On 11/07/2013 09:56 PM, Irina Boverman wrote:
Currently there are 2 tests, cpp and java/jms, in respective source trees.

qpid/cpp/src/tests/qpid-cpp-benchmark
qpid/java/tools/bin/qpid-jms-benchmark

Both tests use similar options (with a couple of exceptions). They also share 
majority of code, the exceptions are calls to qpid-send, qpid-receive and few 
other minor differences.

There is a desire to provide one interface for all language implementations (as 
well as, extend implementation to other language clients). This goal can be 
accomplished in different ways:

Option 1:

Add a thin layer (new test) to check language preference and pass control to 
the corresponding test. In this case existing tests are preserved and continue 
to exist in the language specific source trees. The disadvantage is that we end 
up maintaining similar code in multiple places.

I'm strongly against this option. As you note, the qpid-jms-benchmark is essentially a copy-and-paste of qpid-cpp-benchmark with one or two lines commented out (presumably because they break something or aren't supported?) or tweaked (seemingly just due to different 'executable' names and again some options not supported) and the recent addition of options to control the path on which qpid-send/qpid-receive are located.

The latter is a good example of the usual problem with the copy-and-paste approach, since an update contributed to the original was not made to the copy. This addition is also designed to allow the same script to drive different implementations of send and receive.

Option 2:

Consolidate tests into one source and place it in 
qpid/tests/src/py/qpid_tests/client/ location. The advantage is reduced 
maintenance, the disadvantage is that now one needs all qpid source to run a 
specific test.

As above, the scripts are so close that consolidating[1] them is the obvious choice. However I don't think the qpid/tests location is the best option. So...

Option 3:

Consolidate the tests into one source and place it in qpid/python. I.e. consider the benchmark script to be part of (or related to) the python client much as the qpid-python-test script is.

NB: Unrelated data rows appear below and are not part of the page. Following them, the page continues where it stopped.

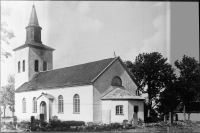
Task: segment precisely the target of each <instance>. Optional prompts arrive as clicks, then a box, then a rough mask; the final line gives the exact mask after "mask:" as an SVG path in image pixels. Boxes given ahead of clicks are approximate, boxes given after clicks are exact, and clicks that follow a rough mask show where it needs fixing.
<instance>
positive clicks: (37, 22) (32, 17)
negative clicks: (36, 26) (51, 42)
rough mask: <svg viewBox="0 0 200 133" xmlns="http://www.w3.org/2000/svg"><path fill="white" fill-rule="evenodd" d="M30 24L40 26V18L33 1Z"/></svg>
mask: <svg viewBox="0 0 200 133" xmlns="http://www.w3.org/2000/svg"><path fill="white" fill-rule="evenodd" d="M28 25H29V26H39V23H38V18H37V14H36V11H35V5H34V3H33V6H32V12H31V17H30V20H29V24H28Z"/></svg>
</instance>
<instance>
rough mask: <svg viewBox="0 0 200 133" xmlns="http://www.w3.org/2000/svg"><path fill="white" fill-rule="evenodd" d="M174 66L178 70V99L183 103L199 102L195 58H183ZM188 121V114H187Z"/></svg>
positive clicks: (176, 62) (176, 61) (197, 67)
mask: <svg viewBox="0 0 200 133" xmlns="http://www.w3.org/2000/svg"><path fill="white" fill-rule="evenodd" d="M174 64H175V66H176V67H177V68H178V69H179V70H180V76H179V77H178V80H179V87H178V88H179V97H180V100H181V101H182V102H183V103H190V102H196V101H199V100H200V88H199V87H200V64H199V63H198V61H197V60H195V58H192V57H188V56H186V55H184V56H183V58H182V61H178V60H176V61H175V63H174ZM188 119H190V113H189V114H188Z"/></svg>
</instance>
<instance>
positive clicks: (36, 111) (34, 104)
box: [33, 97, 37, 113]
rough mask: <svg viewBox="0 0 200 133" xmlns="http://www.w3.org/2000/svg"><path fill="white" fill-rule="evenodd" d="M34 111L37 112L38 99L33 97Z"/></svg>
mask: <svg viewBox="0 0 200 133" xmlns="http://www.w3.org/2000/svg"><path fill="white" fill-rule="evenodd" d="M33 113H37V99H36V97H34V98H33Z"/></svg>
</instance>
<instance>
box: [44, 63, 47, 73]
mask: <svg viewBox="0 0 200 133" xmlns="http://www.w3.org/2000/svg"><path fill="white" fill-rule="evenodd" d="M46 70H47V62H46V61H44V62H43V71H46Z"/></svg>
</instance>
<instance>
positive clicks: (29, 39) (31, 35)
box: [25, 5, 42, 44]
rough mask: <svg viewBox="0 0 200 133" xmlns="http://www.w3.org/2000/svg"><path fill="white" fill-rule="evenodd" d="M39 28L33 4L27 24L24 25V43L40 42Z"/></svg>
mask: <svg viewBox="0 0 200 133" xmlns="http://www.w3.org/2000/svg"><path fill="white" fill-rule="evenodd" d="M41 30H42V28H41V27H40V26H39V23H38V18H37V14H36V10H35V6H34V5H33V8H32V13H31V17H30V20H29V24H28V26H27V27H26V42H25V43H26V44H27V43H31V42H37V43H42V41H41Z"/></svg>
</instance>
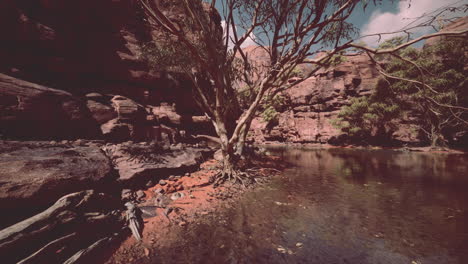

Since both the existing tests already import qpid.messaging this isn't actually imposing any significant extra dependency. There are also python equivalents of qpid-send and qpid-receive.

Providing we keep the ability recently added to qpid-cpp-benchmark to specify the path to qpid-send and qpid-receive, that test can then be used to run either c++ or java based equivalents.

--Gordon

[1] In practice I think consolidation is simply a mater or renaming the qpid-cpp-benchmark, renaming qpid-jms-send and qpid-jms-receive to qpid-send and qpid-receive respectively, and then modifying those to accept the options passed in, even if they don't yet actually support them.